Title: Deadly Cool
Author: Gemma Halliday
Publication Date: Oct. 11th, 2011
Source: Purchased myself
Hartley Grace Featherstone is having a very bad day. First she finds out that her boyfriend is cheating on her with the president of the Herbert Hoover High School Chastity Club. Then he's pegged as the #1 suspect in a murder. And if that weren't enough, now he's depending on Hartley to clear his name. Seriously? Not cool.
But as much as Hartley wouldn't mind seeing him squirm, she knows he's innocent, and she's the only one who can help him. Along with her best friend, Sam, and the school's resident Bad Boy, Chase, Hartley starts investigating on her own. But as the dead bodies begin to pile up, the mystery deepens, the suspects multiply, and Hartley begins to fear that she may be the killer's next victim.
"'There are three things you never want to find in your boyfriend's locker: a sweaty jockstrap, a D minus on last week's history test, and an empty condom wrapper. Lucky me, I'd hit the trifecta."
In a Sentence
Though I wasn't the biggest fan of the ending, Deadly Cool was a quick and fun read with a wonderfully loveable main character who will definitely have me reading the sequel.
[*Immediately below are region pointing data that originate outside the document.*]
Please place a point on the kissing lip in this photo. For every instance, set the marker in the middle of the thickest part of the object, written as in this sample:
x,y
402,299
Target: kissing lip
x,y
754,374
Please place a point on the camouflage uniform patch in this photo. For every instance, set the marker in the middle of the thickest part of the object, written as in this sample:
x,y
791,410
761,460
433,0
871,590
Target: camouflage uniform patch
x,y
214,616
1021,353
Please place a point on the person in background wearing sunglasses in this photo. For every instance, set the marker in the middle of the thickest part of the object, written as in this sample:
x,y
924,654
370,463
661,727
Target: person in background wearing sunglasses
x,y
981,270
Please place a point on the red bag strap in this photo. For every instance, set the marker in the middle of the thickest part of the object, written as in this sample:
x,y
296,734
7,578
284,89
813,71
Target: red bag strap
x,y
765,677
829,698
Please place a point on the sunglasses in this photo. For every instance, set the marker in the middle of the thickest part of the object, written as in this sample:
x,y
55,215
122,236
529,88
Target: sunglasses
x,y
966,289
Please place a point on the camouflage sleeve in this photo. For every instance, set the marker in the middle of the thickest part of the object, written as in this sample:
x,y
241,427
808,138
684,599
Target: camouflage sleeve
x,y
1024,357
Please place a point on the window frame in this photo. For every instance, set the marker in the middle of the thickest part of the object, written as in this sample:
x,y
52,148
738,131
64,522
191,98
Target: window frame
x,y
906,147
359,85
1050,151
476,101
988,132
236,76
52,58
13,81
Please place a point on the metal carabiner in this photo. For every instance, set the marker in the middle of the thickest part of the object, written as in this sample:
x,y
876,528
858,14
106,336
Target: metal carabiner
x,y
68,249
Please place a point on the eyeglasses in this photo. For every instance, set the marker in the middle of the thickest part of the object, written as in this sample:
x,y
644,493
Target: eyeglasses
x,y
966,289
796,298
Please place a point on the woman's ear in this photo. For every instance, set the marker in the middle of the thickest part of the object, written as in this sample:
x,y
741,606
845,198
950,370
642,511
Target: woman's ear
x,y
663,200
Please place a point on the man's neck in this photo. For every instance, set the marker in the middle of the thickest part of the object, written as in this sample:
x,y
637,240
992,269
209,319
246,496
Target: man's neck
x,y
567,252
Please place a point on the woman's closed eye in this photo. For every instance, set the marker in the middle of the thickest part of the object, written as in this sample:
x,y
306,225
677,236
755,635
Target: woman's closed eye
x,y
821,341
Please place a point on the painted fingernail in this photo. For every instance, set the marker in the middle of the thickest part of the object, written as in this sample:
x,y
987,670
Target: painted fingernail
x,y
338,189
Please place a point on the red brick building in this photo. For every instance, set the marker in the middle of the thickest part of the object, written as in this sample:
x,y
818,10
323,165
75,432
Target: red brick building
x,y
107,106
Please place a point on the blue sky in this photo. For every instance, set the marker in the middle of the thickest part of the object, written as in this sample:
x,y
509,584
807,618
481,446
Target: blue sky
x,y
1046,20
There are some days when I wish I had half-heart ratings because once again, I found myself debating over whether to give a book a three or a four. I finally settled on a three (mainly because of an issue I'll mention later), though it's a very high three. I was lucky enough to get Deadly Cool for less than $5 thanks to a coupon Barnes and Noble had out last week, so I snatched it right up. I had heard lots of great things about it around the book blogosphere and thankfully, the book mostly lived up to my expectations.
Picking up Deadly Cool was a relief for me because I had been in a somewhat fickle reading mood for the last few days. I kept going through my pile of books, trying a few pages here and there in order to find something that would keep my attention, but nothing really caught my interest until I fell in love with the first couple of lines of this book (which you can see above). I immediately dived into Deadly Cool and quickly developed a girl crush on the main character, Hartley. Seriously, if she was a real person, I'd be knocking down her door to introduce myself as her new best friend. Hartley is an intelligent, sarcastic, and all-around awesome character. Her witty comebacks had me laughing out loud off and on throughout the book, which I finished in two sittings. Gemma Halliday did a fabulous job of creating Hartley's character and utilized a certain cynical creativity to craft some very entertaining dialogue. For example:
"I rolled my eyes. 'Teenagers have sex, Caitlyn. Get over it.'
'Well, they shouldn't,' Caitlyn countered. 'It's wrong. They should be saving themselves. Our bodies are our temples. They should have a little more respect for themselves than that.'
'You know, I could have sworn I saw you shoveling Cheetos into your temple last week.'
'Oh, but I'm pretty sure those were nonfat,' Kaylee piped up.
Oh brother." (pp. 108-109).
This next one has to be my favorite:
"I'll go," he said.
"And that's safer because?"
"I'm a guy."
"Right, and having a pair of dingle balls makes you invincible how?" (p. 139).
Aside from being downright hilarious, at heart, Hartley is a really good person. After all, how many of you would waste nearly all your free time trying to clear your cheating scumbag of a boyfriend of murder charges when he just got done sleeping with the president of the Chastity Club when you wouldn't put out? Not to mention the cramp it puts on Hartley's social life. The cops are stalking her house in hopes of catching her sleezeball-but-not-the-murdering-type ex-boyfriend and she's the topic of all the good gossip as the girl whose guy got caught boinking another chick in the band room.
I also really liked the minor characters in Deadly Cool, especially Hartley's best friend, Sam, whose constant attempt to try to clean up her swear-like-a-sailor act kept me giggling. I also liked the quirkiness of Hartley's paranoid, tofu and Yogalates-obsessed Mom commonly referred to as the SMother. The minor characters (while minor, as the name suggests), played fairly strong parts in the story, which is nice to see in a category of literature where the development of secondary characters frequently falls by the wayside.
The one problem I had with Deadly Cool and the reason I decided to give it a three instead of a four was the ending. For those of you who know me well, you know I'm fairly good at seeing twists coming. However, I can honestly say that this wasn't the case with Deadly Cool. But this time, it wasn't a good thing. I don't want to ruin the ending, so I won't say too much, but let's just say that I thought the character who turned out to be the murderer was a liiiittle far-fetched. His/her motives for killing just didn't really seem enough to me, and as a result, I found the conclusion of Deadly Cool to be a bit 0ff-putting. Nevertheless, I enjoyed the book as a whole and will definitely be picking up the sequel, Social Suicide, when it comes out in April.